When North Korea invaded South Korea in June 1950, the poor quality of the South Korean armed forces immediately became apparent. Although South Korea had 94,000 troops when North Korea began its all-out surprise attack, one week later only 20,000 troops could be accounted for. By early September 1950, the invading forces held all of South Korea except for the PusanTaegu corridor in the southeast.
The United Nations (UN) Security Council, upon the request of the United States, condemned North Korea's invasion of South Korea and asked members of the UN to assist South Korea. Fifteen nations besides the United States and South Korea eventually provided troops; all forces fought under the UN flag and under the unified command of General Douglas A. MacArthur, commander in chief of UN forces. These combined forces successfully broke North Korea's extended supply lines by landing at Inch'on in September 1950. The invading forces were pushed back to near the Chinese border. Only the massive intervention of the Chinese People's Volunteers (CPV) in October averted the defeat of the North Korean forces. United Nations and communist forces fought to a standstill.

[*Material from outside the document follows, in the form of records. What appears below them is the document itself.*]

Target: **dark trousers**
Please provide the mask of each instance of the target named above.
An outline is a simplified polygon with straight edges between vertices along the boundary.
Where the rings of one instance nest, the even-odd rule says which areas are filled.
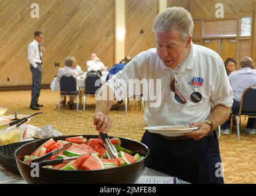
[[[32,72],[32,91],[31,105],[34,106],[38,102],[42,85],[42,67],[41,64],[36,63],[38,67],[30,65],[30,70]]]
[[[232,105],[232,112],[238,114],[239,112],[240,104],[238,102],[234,100]],[[249,118],[246,128],[255,129],[256,121],[255,118]],[[230,120],[228,119],[221,126],[222,129],[225,130],[230,128]]]
[[[142,142],[150,150],[146,167],[190,183],[224,183],[215,131],[198,141],[172,141],[146,131]]]

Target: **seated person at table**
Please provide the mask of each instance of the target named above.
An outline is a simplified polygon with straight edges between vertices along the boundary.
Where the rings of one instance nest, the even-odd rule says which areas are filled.
[[[81,68],[81,66],[78,65],[76,61],[74,63],[76,64],[76,68],[74,68],[74,70],[78,72],[78,75],[80,75],[80,74],[82,72],[82,70]]]
[[[233,72],[228,76],[230,85],[234,92],[234,102],[232,111],[235,113],[239,112],[241,96],[244,89],[250,86],[256,85],[256,70],[253,67],[252,59],[247,56],[244,57],[241,61],[241,69]],[[255,118],[249,118],[246,128],[244,132],[249,134],[255,134]],[[228,120],[222,125],[222,132],[229,134],[230,122]]]
[[[92,69],[103,70],[106,69],[104,64],[100,61],[100,58],[95,53],[92,53],[90,55],[90,60],[86,63],[87,66],[87,71],[89,72]]]
[[[110,72],[106,77],[106,82],[111,79],[112,77],[118,74],[119,72],[122,70],[124,66],[130,61],[132,58],[130,56],[126,56],[124,59],[120,61],[119,64],[116,64],[113,66],[113,67],[110,70]],[[114,110],[118,110],[120,105],[122,103],[122,100],[118,101],[116,105],[113,107],[113,109]]]
[[[65,67],[60,68],[58,70],[57,79],[60,81],[60,78],[65,74],[70,74],[78,78],[78,72],[75,70],[76,69],[76,59],[73,56],[68,56],[64,61]],[[75,106],[74,100],[76,99],[75,96],[68,96],[70,100],[68,102],[68,107],[72,109]]]
[[[236,62],[231,58],[228,58],[225,62],[225,67],[226,69],[226,74],[230,74],[236,71]]]

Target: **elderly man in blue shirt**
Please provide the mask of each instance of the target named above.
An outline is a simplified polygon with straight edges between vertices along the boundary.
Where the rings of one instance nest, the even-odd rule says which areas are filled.
[[[232,111],[238,113],[240,107],[241,96],[244,89],[248,86],[256,85],[256,70],[253,69],[253,61],[247,56],[244,57],[241,61],[241,69],[232,72],[228,77],[228,79],[234,92],[234,102],[232,106]],[[250,134],[255,134],[255,119],[249,118],[246,128],[243,131]],[[228,120],[222,125],[222,132],[224,134],[229,134],[230,122]]]

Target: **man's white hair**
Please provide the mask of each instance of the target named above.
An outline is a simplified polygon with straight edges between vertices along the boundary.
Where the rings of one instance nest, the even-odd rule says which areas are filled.
[[[76,62],[76,59],[73,56],[68,56],[64,60],[64,64],[67,67],[72,67],[74,62]]]
[[[180,32],[182,39],[186,42],[192,36],[194,21],[190,12],[181,7],[172,7],[159,13],[154,19],[153,26],[153,32],[172,32],[178,30]]]

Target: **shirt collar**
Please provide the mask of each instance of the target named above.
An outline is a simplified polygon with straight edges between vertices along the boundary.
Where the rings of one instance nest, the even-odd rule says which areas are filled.
[[[194,51],[194,45],[193,42],[191,42],[190,51],[190,53],[188,55],[188,57],[186,58],[185,60],[184,60],[182,62],[182,64],[179,66],[178,66],[178,67],[175,67],[175,68],[168,67],[164,64],[162,61],[159,58],[159,60],[161,61],[160,67],[162,70],[169,69],[170,70],[172,70],[172,71],[174,71],[175,70],[180,70],[181,72],[183,72],[185,69],[193,69],[195,65],[194,59],[196,59],[196,56],[197,56],[197,55]]]
[[[38,41],[36,40],[35,39],[34,39],[34,42],[37,43],[38,45],[39,45],[39,43],[38,43]]]

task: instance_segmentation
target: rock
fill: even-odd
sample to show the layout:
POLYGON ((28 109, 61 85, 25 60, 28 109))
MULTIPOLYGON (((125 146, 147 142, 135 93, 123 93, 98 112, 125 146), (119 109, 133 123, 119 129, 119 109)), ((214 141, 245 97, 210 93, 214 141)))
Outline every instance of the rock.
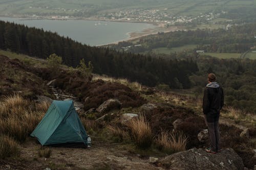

In July 1953, an armistice was signed that in 1990 remained the only agreement preventing the renewal of hostilities on the peninsula. The armistice fixed the boundaries of the 241- kilometer Demilitarized Zone as the border between North Korea and South Korea. It also established a Military Armistice Commission, comprising China, North Korea, the United States, and South Korea, to resolve armistice violations and prevent the resumption of hostilities. As of 1990, the Chinese representative still was posted to the Military Armistice Commission, attended its plenary sessions, participated in secretarial meetings, officers of the day meetings, language officers meetings, and observed Neutral Nations Supervisory Commission meetings, but deferred to North Korea's representative.